Good Evening (or morning, or afternoon, depending on which time zone you you read this in).
Each midweek I plan to share a review of some kind in detail with my new paid subscriber base to draw your attention to a key book or podcast or idea. If you are reading and not a subscriber it’s because I’m showing you what you might be missing - but not for long as it’s mean to those who are….
BEYOND HYBRID WORKING by Andy Lake
By far the most interesting aspect of hybrid - more interesting than the politics of shouty ‘get back to the office’ or not - is the practical implementation of it, the realpolitik of working creatively and productively with others in a new (and for some not so new) landscape.
Because now anyone who uses a computer to work can work anywhere, and now the globalised world is coming into its own regarding mobility, certainly in multinationals. But the reason why we need this book - Andy is a leading specialist in Smart and Flexible working, he’s advised The Cabinet Office in Government, and is generally a behind-the-scenes strategist, planner and guide - is precisely because hybrid is hard. “Analysing Resistance” is a section in the book. So practical. And case studies, for instance the UK Atomic Weapons Establishment.
Published by Routledge, at a hefty nearly-500 pages, this is for the deeply committed implementer, strategist.
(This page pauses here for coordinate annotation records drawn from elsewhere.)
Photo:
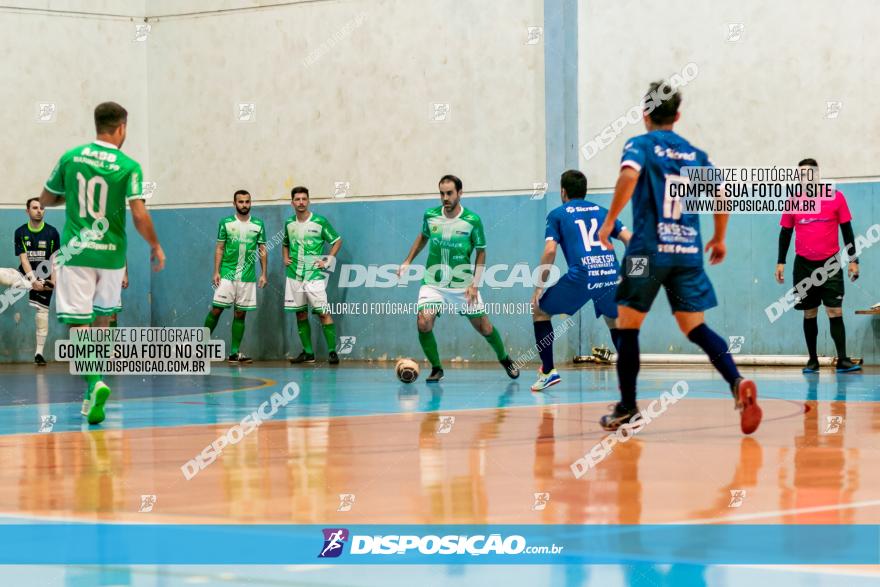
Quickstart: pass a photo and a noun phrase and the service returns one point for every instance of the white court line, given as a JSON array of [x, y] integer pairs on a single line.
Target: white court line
[[778, 513]]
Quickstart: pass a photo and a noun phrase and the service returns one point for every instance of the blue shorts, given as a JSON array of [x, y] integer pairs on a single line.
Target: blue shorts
[[687, 288], [571, 292]]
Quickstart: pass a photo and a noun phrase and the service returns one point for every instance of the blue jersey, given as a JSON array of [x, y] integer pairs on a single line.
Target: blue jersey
[[575, 227], [659, 227]]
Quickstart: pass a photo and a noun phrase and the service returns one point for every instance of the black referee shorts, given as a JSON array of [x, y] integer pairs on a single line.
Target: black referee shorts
[[829, 293]]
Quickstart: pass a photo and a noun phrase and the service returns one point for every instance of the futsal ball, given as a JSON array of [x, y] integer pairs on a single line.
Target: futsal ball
[[407, 370]]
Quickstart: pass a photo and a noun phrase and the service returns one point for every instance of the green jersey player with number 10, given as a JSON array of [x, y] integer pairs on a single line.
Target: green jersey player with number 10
[[95, 181], [240, 239], [452, 234]]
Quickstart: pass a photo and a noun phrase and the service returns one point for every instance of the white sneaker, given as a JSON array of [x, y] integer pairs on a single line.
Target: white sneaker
[[545, 380]]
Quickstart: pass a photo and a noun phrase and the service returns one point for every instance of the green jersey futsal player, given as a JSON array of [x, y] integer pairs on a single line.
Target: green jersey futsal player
[[306, 285], [95, 181], [240, 238], [452, 234]]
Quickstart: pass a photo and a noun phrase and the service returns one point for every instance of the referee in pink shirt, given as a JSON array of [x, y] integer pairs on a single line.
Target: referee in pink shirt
[[815, 242]]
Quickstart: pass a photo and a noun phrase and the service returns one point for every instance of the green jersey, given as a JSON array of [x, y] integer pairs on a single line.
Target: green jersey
[[305, 240], [241, 241], [95, 180], [450, 244]]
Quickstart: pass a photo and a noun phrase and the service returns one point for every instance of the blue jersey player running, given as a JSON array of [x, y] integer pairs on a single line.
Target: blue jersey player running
[[669, 241], [592, 269]]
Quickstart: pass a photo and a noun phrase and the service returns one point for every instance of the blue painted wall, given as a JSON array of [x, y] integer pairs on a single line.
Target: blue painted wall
[[382, 232]]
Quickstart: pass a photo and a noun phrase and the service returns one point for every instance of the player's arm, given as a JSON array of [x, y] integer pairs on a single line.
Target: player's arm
[[55, 243], [414, 251], [36, 284], [623, 190], [479, 265], [849, 242], [264, 263], [785, 234], [548, 257], [330, 236], [144, 225], [218, 257]]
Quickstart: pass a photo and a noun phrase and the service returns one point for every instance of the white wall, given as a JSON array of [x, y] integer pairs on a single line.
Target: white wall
[[359, 112], [75, 62], [343, 92], [757, 101]]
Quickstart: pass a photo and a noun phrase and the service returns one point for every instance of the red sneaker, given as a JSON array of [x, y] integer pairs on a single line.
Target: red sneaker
[[750, 414]]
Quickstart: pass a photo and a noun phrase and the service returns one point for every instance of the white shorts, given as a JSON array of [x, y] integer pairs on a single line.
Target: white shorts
[[299, 295], [450, 300], [241, 294], [86, 292]]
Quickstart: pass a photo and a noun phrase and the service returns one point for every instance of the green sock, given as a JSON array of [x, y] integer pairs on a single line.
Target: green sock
[[305, 335], [91, 380], [211, 321], [429, 346], [497, 344], [330, 336], [237, 334]]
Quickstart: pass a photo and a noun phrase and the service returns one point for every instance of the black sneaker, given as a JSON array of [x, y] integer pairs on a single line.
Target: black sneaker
[[303, 357], [812, 366], [435, 376], [844, 365], [618, 417], [511, 369]]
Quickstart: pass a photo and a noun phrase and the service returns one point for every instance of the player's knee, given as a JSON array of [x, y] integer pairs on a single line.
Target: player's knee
[[425, 323], [483, 326]]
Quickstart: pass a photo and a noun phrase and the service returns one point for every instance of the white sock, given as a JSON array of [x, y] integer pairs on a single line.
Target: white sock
[[42, 320]]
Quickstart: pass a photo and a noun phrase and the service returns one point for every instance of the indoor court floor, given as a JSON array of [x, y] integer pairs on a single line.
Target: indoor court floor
[[355, 430]]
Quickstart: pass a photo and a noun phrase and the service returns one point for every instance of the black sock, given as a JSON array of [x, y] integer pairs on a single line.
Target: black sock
[[544, 336], [627, 365], [838, 334], [811, 334], [715, 347], [615, 334]]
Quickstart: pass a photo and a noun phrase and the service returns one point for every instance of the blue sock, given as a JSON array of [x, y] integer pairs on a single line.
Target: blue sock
[[627, 365], [715, 347], [544, 336]]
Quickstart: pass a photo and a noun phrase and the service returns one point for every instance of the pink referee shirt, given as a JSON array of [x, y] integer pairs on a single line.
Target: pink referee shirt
[[815, 235]]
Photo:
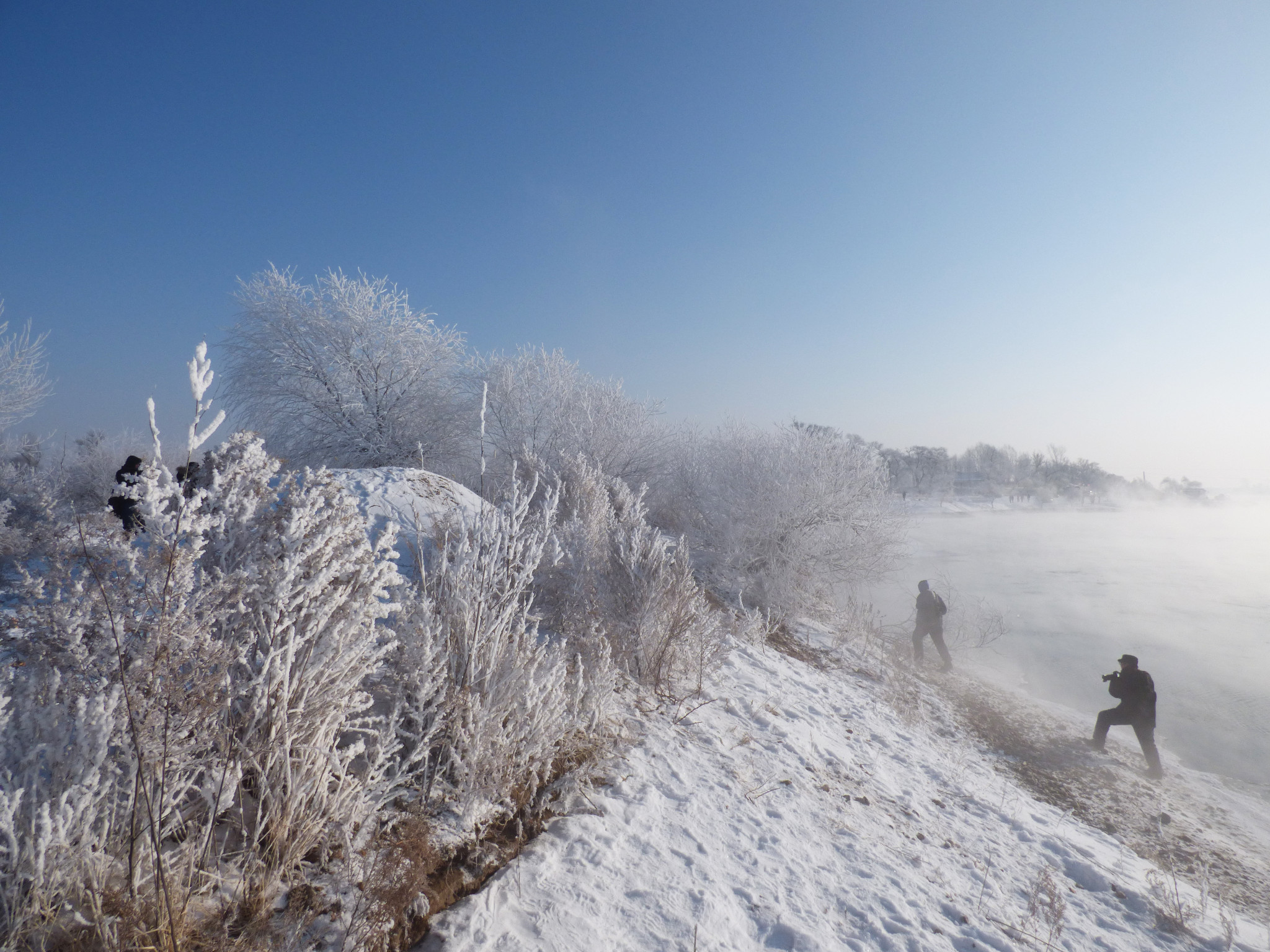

But it’s also eye-opening in terms of how long this stuff has been around, and the success which a combination of common sense and contextual analysis can give you.
in an org chart entitled The Panorama of Post-Pandemic Working Andy identifies four different kinds of hybrid: 1) Unreconstructed, 2) Controlled Hybrid, 3) Flexible Hybrid and 4) Smart Maturity. Well let’s skip to the last one. Trust looms large. Of course it does. But what is also interesting is the location associated with these different modes. “Assigned Seating” moves from 1-2 into “Open Plan Hotdesking” -and then “Activity-based settings.”
In other words, if you get to the sunny uplands of Smart Maturity - big if, given the confusion, hostility and lack of proven norms regarding implementation across industry outcomes yet, then you get what Andy says ‘ought to be more productive’.
Two chapters dig deep into this but he is clear-eyed about pros and cons. For instance the question of “intensification” of work is important, not least because working too much due to the ability to be very efficient from, say your home computer, might not actually result in higher productivity.
That said, the author, who like me has no skin in the game to be in favour of hybrid working, but a lot of skin in the game for telling it like it is, says “there is far less evidence in the literature that being together in one place boost productivity than evidence to the contrary. So maybe this is a challenge to researchers, to show how productivity was boosted when people returned to the office after lockdown, or when Hybrid or Smart Working schemes are rolled back”.
This reads like a textbook because it sort of is, but in a good way. It’s forensic in its detail, it captures the edges and contours of what making hybrid work in workplaces is all about.